A[ny] company seeking cooperation credit in criminal cases must identify every individual who was substantially involved in or responsible for the criminal conduct. (Emphasis added.)

While the qualification to report only "substantially involved" employees narrowed the Yates Memo's requirement, much time and effort to investigate are still the obligation of government contractors.

The Sentencing Guidelines also take into consideration cooperation-type factors to reduce corporate fines. (USSG § 8B1) Steps a company can take include restitution and effective compliance programs, including enhancements to the program and prevention of future conduct.

Even if criminal conduct is not at issue, exposure may exist under the civil False Claims Act (FCA) and possibly under state FCAs. The DOJ recently raised the stakes for achieving favorable resolution in these situations.

On May 7, the DOJ provided guidance to companies targeted for civil FCA prosecution. Credit may be obtained by disclosing individuals whose conduct is suspect, especially if the disclosure is voluntary. With this cooperation, remediation of the conduct, and compliance enhancements, companies may pay less, possibly even single damages, to resolve the matter. The changes are codified in Section 4-4.112 of the DOJ's Justice Manual.

On April 30, the DOJ refined how it can evaluate compliance programs in making charging decisions and possible sentencing credit recommendations. See Evaluating the Effectiveness of Corporate Compliance Programs – What the Government is Looking For.
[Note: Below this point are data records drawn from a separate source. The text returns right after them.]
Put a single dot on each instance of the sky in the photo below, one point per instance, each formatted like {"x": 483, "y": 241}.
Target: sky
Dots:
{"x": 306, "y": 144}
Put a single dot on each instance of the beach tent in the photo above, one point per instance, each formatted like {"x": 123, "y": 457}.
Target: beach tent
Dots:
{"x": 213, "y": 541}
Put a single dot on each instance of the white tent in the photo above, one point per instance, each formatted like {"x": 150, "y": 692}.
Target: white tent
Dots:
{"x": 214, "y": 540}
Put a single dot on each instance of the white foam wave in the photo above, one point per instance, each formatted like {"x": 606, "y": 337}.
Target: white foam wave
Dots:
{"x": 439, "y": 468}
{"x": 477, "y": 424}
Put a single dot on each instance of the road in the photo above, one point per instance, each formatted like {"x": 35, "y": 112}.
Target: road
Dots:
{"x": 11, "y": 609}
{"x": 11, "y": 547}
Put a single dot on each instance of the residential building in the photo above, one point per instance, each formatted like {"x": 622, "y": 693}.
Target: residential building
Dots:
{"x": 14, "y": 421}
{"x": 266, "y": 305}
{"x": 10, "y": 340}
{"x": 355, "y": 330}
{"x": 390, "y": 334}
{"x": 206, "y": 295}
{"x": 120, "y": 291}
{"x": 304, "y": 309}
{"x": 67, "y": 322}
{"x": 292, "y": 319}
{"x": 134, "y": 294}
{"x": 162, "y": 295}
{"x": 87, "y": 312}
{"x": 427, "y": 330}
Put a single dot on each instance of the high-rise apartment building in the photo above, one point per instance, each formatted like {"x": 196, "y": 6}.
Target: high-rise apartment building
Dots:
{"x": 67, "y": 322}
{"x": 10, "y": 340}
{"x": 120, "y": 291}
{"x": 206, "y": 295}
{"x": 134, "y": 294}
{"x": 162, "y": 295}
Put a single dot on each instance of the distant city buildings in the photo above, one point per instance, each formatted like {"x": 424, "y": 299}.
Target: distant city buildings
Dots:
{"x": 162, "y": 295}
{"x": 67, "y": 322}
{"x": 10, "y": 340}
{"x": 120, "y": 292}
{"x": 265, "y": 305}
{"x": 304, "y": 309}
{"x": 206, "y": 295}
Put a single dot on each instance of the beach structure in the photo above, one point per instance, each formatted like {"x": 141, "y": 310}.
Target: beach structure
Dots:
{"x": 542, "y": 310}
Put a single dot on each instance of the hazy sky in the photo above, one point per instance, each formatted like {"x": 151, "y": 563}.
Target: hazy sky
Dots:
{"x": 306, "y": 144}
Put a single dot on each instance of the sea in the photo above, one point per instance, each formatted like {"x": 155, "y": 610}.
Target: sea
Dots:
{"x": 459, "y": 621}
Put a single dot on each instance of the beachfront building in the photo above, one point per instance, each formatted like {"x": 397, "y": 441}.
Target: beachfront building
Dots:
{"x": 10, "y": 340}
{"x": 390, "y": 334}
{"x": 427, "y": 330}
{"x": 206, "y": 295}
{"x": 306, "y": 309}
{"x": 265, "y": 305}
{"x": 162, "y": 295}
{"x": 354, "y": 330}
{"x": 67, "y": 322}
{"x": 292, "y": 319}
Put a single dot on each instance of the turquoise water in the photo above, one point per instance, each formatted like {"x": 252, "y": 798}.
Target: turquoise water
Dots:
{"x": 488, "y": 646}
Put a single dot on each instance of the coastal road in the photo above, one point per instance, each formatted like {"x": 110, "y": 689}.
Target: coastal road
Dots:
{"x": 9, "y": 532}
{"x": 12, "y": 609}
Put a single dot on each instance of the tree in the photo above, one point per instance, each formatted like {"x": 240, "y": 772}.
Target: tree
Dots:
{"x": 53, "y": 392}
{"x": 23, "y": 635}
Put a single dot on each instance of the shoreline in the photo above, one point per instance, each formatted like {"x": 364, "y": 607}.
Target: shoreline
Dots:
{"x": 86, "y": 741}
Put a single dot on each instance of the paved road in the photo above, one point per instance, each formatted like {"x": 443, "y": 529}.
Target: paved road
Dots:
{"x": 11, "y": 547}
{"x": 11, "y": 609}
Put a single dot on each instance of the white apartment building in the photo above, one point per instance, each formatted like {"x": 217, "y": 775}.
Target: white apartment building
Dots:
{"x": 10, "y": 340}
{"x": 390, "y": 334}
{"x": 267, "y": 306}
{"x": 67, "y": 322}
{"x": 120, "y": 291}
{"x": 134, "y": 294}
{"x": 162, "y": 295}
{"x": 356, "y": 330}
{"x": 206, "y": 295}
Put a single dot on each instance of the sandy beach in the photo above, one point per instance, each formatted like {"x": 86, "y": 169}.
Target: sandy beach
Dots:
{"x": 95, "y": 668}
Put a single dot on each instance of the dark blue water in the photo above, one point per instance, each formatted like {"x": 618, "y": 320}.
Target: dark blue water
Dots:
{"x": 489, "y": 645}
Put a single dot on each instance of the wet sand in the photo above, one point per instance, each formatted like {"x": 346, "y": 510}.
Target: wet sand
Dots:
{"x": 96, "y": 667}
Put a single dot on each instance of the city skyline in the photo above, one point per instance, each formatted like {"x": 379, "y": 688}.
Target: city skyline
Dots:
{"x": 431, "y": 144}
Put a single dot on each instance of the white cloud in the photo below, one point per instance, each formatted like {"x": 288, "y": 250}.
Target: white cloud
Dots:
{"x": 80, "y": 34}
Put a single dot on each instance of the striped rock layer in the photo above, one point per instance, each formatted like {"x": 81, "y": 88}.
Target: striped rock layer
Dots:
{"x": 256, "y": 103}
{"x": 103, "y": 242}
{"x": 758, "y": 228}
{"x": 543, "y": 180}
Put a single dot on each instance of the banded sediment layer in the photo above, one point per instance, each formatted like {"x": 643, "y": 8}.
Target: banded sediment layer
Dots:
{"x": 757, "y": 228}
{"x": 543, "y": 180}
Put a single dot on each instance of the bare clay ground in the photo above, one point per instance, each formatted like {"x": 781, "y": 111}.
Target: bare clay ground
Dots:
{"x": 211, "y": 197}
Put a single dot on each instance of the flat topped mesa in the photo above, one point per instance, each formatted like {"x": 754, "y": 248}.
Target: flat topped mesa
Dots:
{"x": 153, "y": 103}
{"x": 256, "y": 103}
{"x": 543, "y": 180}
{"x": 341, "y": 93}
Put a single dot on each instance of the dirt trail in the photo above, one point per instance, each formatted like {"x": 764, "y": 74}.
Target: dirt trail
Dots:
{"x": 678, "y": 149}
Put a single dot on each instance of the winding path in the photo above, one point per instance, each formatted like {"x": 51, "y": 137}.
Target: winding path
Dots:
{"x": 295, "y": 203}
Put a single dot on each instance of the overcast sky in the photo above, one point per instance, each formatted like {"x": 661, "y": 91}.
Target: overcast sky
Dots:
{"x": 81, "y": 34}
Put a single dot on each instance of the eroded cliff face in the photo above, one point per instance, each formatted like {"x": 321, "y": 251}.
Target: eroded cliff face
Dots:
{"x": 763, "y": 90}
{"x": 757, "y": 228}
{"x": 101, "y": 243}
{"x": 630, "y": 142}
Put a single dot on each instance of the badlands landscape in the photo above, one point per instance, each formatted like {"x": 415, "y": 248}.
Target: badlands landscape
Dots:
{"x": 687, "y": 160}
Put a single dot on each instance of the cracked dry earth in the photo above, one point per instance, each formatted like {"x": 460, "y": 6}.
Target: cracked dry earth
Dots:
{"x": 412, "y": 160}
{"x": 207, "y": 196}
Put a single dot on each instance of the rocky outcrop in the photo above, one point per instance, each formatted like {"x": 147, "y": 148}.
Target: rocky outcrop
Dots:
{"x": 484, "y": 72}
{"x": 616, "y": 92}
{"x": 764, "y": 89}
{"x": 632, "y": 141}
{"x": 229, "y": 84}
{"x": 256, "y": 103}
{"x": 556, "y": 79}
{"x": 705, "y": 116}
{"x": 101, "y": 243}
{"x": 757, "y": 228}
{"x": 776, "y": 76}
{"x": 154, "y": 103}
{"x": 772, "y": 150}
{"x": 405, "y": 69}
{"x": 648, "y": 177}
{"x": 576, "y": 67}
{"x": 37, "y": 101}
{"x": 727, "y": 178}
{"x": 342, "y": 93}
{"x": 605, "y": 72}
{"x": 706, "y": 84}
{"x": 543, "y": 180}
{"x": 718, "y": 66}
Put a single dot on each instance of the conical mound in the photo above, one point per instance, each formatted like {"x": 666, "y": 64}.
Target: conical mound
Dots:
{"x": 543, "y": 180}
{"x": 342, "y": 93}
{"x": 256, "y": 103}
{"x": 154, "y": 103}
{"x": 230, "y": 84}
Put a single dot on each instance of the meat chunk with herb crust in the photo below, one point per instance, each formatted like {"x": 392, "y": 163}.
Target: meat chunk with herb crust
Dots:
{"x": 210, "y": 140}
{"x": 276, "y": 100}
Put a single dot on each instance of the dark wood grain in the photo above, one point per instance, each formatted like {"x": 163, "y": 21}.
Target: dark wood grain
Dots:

How far cooperation for credit under the May 7 guidance must go to qualify, however, remains to be seen. Key factors for establishing "material assistance" under the new guidance include:

  • is disclosure timely and voluntary;
  • is it truthful, complete, and reliable;
  • what are the details; and
  • how significant and useful it is.

Remaining questions for government contractors to consider for taking advantage of opportunities to mitigate FCA liability by full cooperation include, but are not limited to:

  • when to make a voluntary disclosure;
  • how to measure "substantial involvement";
  • whether and when to disclose third-party (agent, competitor, vendor, customer) conduct;
  • what documents to preserve and for how long;
  • whether to provide witnesses for interviews or testimony or to name sources;
  • whether to affirmatively (and even publically in press releases and settlement documents) accept responsibility; and
  • how to anticipate and weigh the costs in attorney's fees and experts; distraction of employees, management, and board members; and adverse publicity, including effects on investor and customer relations/disclosure.

With the opportunities provided by the FAR and DOJ guidance, there are costly obligations to achieve compliance and mitigation of exposure. How to best take advantage efficiently requires clear objectives and sequencing of steps to take, good communication with the government, and teamwork between management and the board, inside and outside counsel, and their third party advisors.